# Creating floating islands?



## King Raven Stark (Apr 26, 2012)

I need to know what does everyone think or know about using floating islands in fatasy. I already have a general idea of what kind of government, people, and culture i want just want to know what everyone knows about a floating island

Thank you


----------



## Scott Rankins (Apr 26, 2012)

having a floating island would be a good idea, but how did it go from being part of the land, to being a floating landmass?

in one of my stories, there was a sect of Earth Warriors that believed their world was being held by a Great Bear - the first "person" to control the dirt, rock, sand, and metal. but when an outsider came to their lands, he told them that their Great Bear was a liar and their Earth was still connected to the rest of the earth by the Eternal Tree - the first "being" of this realm.

so you can have floating islands strung throughout your stories, but you need to have some way of connecting them. (like was it once the Moon but is only the only piece left floating around the Earth?)


----------



## Saigonnus (Apr 26, 2012)

I think the concept of a floating island is great, but I am curious as to the details.

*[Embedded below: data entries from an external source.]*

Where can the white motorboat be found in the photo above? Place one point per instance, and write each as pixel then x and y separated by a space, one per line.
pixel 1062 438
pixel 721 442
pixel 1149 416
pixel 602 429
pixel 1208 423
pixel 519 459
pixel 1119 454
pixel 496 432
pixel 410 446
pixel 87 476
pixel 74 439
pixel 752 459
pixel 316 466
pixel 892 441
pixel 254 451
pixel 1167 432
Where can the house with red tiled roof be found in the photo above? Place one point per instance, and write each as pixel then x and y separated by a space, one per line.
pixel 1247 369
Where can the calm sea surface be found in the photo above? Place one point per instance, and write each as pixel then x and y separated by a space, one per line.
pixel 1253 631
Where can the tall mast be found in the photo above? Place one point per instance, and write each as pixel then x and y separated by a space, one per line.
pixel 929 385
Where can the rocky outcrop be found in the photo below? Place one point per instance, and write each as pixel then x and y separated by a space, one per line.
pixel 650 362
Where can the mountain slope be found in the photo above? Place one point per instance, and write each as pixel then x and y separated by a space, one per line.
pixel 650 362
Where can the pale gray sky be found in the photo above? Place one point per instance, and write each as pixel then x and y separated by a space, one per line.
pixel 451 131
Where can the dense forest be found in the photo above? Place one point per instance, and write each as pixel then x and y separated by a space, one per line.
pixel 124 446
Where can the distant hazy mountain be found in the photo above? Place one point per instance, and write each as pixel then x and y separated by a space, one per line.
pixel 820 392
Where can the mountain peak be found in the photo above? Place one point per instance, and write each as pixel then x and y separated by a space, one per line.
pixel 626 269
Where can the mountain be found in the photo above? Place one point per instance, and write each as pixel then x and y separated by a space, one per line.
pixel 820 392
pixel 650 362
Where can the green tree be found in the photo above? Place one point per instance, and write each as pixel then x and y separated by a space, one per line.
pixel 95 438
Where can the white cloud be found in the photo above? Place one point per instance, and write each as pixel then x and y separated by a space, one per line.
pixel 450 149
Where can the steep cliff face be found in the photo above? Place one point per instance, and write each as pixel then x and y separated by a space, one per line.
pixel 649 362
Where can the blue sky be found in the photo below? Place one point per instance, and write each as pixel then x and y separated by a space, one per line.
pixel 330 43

What is the reason it needs to float? Does it move and if so, how fast? 

In fantasy there are tons of options for how to make it work. Magic is the first thing that comes to mind for enabling it to float, but it may not be the best option. I would think something more mundane would be more realistic, pumice for example is a rock that is less dense than water and thus it floats. If perhaps the majority of the island's base were pumice, it could float freely, though likely not very fast. Most floating islands in the real world are small because they are usually peat, so probably not large enough for even a house. 

Another option could be more exotic and fanciful, like an island on the back of a giant turtle or other sea critter. It could be that the island can even go onto land if you do this.


----------



## shangrila (Apr 26, 2012)

Well, if you're looking for a specific example, the Malazan series has Drift Avalii. I think it's more of an island that moves around rather than specifically floating though.


----------



## gavintonks (Apr 26, 2012)

CS Lewis uses floating islands in Voyage to Venus and they slide up and down the waves, they are brilliant


----------



## King Raven Stark (Apr 26, 2012)

Haven't figured out yet about how it goes from being part of the land to a floating landmass, hell i didn't think about that thanks.


----------



## Ireth (Apr 26, 2012)

When I saw the thread title I immediately thought of the Hallelujah Mountains, a floating mountain range on the moon Pandora in the movie _Avatar_. The mountains float because they contain large amounts of a mineral called unobtanium, which from what I remember of the movie's limited explanation, has gravity-defying properties. (Though how there are deposits under the surface on the moon itself without the structures on top growing unstable is something I have no clue about.) That's a bit more toward sci-fi than fantasy, but it's something to think about, at least.


----------



## King Raven Stark (Apr 26, 2012)

Yea I know that's where I came up with the idea. I saw that and immediately fell in love with the idea


----------



## Queshire (Apr 26, 2012)

Floating on water or floating in the sky? In either case, do they stay in one place or float on the air or water currents? If they move, then navigation between them would be a headache, also there'd be the risk of two islands crashing into each other.


----------



## Jon_Chong (Apr 27, 2012)

I love fantasy because you can come up with things like floating islands and gods walking the earth and no one would bat an eye. The real question is why. Why are there floating islands? How are there floating islands? Having a cool idea is half the battle, justifying it is another. 

That said, I love floating islands but I always run into the same problem. Water. Rainfall would be the primary source of water, but would it be enough? What's the water cycle like for these islands?


----------



## DavidJae (Apr 27, 2012)

Final Fantasy XII has large floating portions of their world which contain large portions of the material magicite, which is the basis if their aircraft technology. They are a fascinating concept, and can make for interesting plot devices.


----------



## King Raven Stark (Apr 27, 2012)

They stay in one place, never move, and float over land but high in the sky.


----------